# give him joint custody or not



## momredtinker (Jun 26, 2012)

I went out got a lawyer and pay for it for him to sign. It saids that I have primary custody and he has joint legal custody and something like that. He said he aint signing nothing unless he gets joint custody. But he gets joint custody he can said he doesnt have to paid child support right? Or put child support in the agreement too.
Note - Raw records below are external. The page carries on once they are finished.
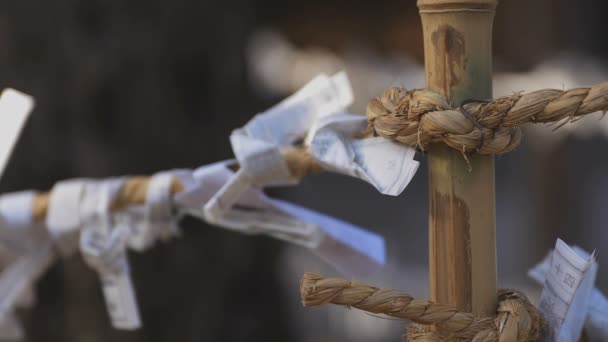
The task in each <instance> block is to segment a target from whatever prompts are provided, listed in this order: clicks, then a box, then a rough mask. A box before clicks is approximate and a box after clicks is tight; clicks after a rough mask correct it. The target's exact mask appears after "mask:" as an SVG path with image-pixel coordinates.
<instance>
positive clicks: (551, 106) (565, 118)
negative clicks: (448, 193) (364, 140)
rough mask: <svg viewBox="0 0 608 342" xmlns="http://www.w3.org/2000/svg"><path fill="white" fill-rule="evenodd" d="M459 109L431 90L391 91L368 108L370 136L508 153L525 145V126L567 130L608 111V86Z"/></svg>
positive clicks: (504, 101)
mask: <svg viewBox="0 0 608 342" xmlns="http://www.w3.org/2000/svg"><path fill="white" fill-rule="evenodd" d="M454 105H456V106H454ZM459 105H460V104H450V103H449V102H448V101H447V100H446V99H445V97H443V96H442V95H440V94H437V93H435V92H432V91H429V90H424V89H416V90H412V91H406V90H405V89H402V88H389V89H388V90H386V91H385V92H384V94H383V95H382V96H380V97H377V98H375V99H372V100H371V101H370V102H369V104H368V106H367V117H368V121H369V127H368V133H373V134H374V135H379V136H383V137H385V138H389V139H393V140H396V141H398V142H401V143H404V144H408V145H412V146H417V147H418V148H420V149H421V150H424V148H425V146H426V145H428V144H429V143H433V142H444V143H446V144H447V145H449V146H451V147H453V148H455V149H457V150H459V151H462V152H474V151H477V152H479V153H481V154H501V153H506V152H509V151H512V150H513V149H515V148H516V147H517V146H518V145H519V144H520V142H521V140H522V136H523V135H522V132H521V129H520V128H519V126H521V125H524V124H526V123H530V122H535V123H549V122H560V121H562V122H561V123H560V124H559V126H558V127H561V125H563V124H565V123H567V122H571V121H574V120H576V119H578V118H580V117H581V116H583V115H586V114H590V113H594V112H597V111H603V112H606V111H608V82H606V83H601V84H598V85H595V86H593V87H591V88H576V89H571V90H566V91H562V90H557V89H542V90H538V91H534V92H531V93H527V94H521V93H516V94H513V95H510V96H505V97H500V98H497V99H495V100H492V101H487V102H484V101H471V102H468V103H466V104H465V105H463V106H462V108H458V106H459ZM467 115H468V116H469V117H467ZM482 132H483V133H482Z"/></svg>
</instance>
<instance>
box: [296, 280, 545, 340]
mask: <svg viewBox="0 0 608 342" xmlns="http://www.w3.org/2000/svg"><path fill="white" fill-rule="evenodd" d="M300 295H301V299H302V304H303V305H304V306H319V305H322V304H329V303H331V304H337V305H344V306H349V307H355V308H357V309H360V310H364V311H367V312H371V313H374V314H384V315H387V316H391V317H396V318H401V319H407V320H410V321H412V322H414V323H416V324H412V325H411V326H410V329H409V330H408V333H407V335H406V338H407V341H428V342H430V341H454V342H456V341H475V342H495V341H496V342H510V341H513V342H520V341H521V342H523V341H535V340H537V339H538V338H539V337H540V336H541V333H542V331H543V330H544V327H545V325H546V323H545V321H544V319H543V318H542V315H541V314H540V312H539V311H538V310H537V309H536V308H535V307H534V306H533V305H532V304H530V302H529V301H528V299H527V298H526V296H525V295H524V294H522V293H520V292H518V291H514V290H500V291H499V292H498V302H499V304H498V308H497V314H496V316H495V317H488V316H475V315H473V314H472V313H468V312H461V311H458V310H456V309H455V308H453V307H451V306H449V305H443V304H438V303H433V302H430V301H426V300H418V299H414V298H413V297H412V296H410V295H408V294H405V293H402V292H399V291H395V290H385V289H381V288H378V287H376V286H373V285H369V284H365V283H361V282H357V281H349V280H345V279H339V278H323V277H322V276H320V275H318V274H314V273H305V274H304V276H303V277H302V281H301V283H300ZM430 326H433V327H434V328H435V329H432V328H431V327H430Z"/></svg>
What should I do here?


----------



## keko (Mar 21, 2012)

Depends, do you want the best for your kids, a 50/50 or the best for you, child support $$?


----------



## UpnDown (May 4, 2012)

Does he want Joint or does he want Shared?? Are you going 50 / 50 or are you going to have them with him getting visitations? (ie. every Wednesday and every other weekend).

If its 50 / 50 then child support will go to the lowest income.

Child support will be determined by how much each parent would receive if they had full custody, lowest amount would be subtracted by the highest amount.

Example.

Ex and I are doing 50 / 50 shared. She makes less than I do.

Lets say if she had them 100% I would pay her $1000.

If I had them 100% she would pay me $400.

So if it was shared with 50 / 50 then I would pay her $600 and then the 'extra' costs (which have to be agreed on) would be based on difference in income.


----------



## momredtinker (Jun 26, 2012)

ok thanks.


----------